Reduced public access
The SpaceX Starship/Super Heavy project also significantly reduces the public’s ability to access and enjoy the refuge and parks adjacent to the project site. This includes Boca Chica State Park and Beach, a popular public beach on an 8-mile stretch of sand. It is one of the few undeveloped and free public beaches in the area, and the closest to the town of Brownsville. The project would close the only public road connecting surrounding communities to the Boca Chica area for up to 800 hours per year, severely preventing the public and local communities from accessing the beach and important public trust resources.

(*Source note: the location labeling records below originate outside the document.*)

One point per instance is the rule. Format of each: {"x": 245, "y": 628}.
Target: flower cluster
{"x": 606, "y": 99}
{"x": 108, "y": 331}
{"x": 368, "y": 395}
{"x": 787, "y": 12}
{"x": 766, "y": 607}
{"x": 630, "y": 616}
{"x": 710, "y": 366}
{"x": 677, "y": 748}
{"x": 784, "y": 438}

“Eight hundred hours of closure is against the Texas Open Beaches Act, the state constitution, and the rights of Texans to free and unrestricted access to Texas beaches,” said Sarah Damron, senior regional manager of the Surfrider Foundation. “It’s the equivalent of 20 to 40 hours of work per year that Texans and visitors will be deprived of access to Boca Chica beach. What’s worse is that these closures can happen at almost any time with little or no notice to the public, so the beach, park grounds and refuge lands are ostensibly closed to anyone who needs help. make plans. This is an unacceptable loss for the people of the region and for the people of Texas.
These closures have a significant impact on the local community, including the ability of the Carrizo/Comecrudo Nation to hold traditional ceremonies and leave offerings for their ancestors.
“Use ancestral lands as a sacrifice zone for rockets”
“The sacred lands of the Carrizo/Comecrudo people are once again under threat from imperialist policies that treat our cultural heritage as less valuable than corporate interests,” said Juan Mancias, tribal chairman of the Carrizo/Comecrudo Nation of Texas, Inc. “Boca Chica is at the heart of our creative history. But we have been cut off from the land our ancestors have lived on for thousands of years because of SpaceX, which uses our ancestral lands as a sacrifice zone for its rockets.
Rockets explode frequently at the Boca Chica site, with at least eight explosions in the past five years. The agency expects many more explosions to occur over the next five years. This puts people and wildlife at great risk, as shown by a recent fire caused by a super heavy rocket explosion that burned 68 acres of the adjacent National Wildlife Refuge, and another fire that burned 150 acres in July 2019 .
“The administration’s failure to fully analyze the dangers of a rocket test launch and manufacturing facility just steps from the Lower Rio Grande National Wildlife Refuge and two state parks is a decision surprisingly bad,” said Save RGV board member Mary Angela Branch. “So many threatened and endangered species rely on the agency to get it right.”
The complaint also argues that the agency failed to fully consider the climate harms of fueling rockets with liquid methane — a potent greenhouse pollutant that may need to be vented into the atmosphere — and other community concerns.
The lawsuit was filed in the federal district court in Washington, DC, by the Center for Biological Diversity, American Bird Conservancy, Surfrider Foundation, Save RGV, and the Carrizo/Comecrudo Nation of Texas, Inc.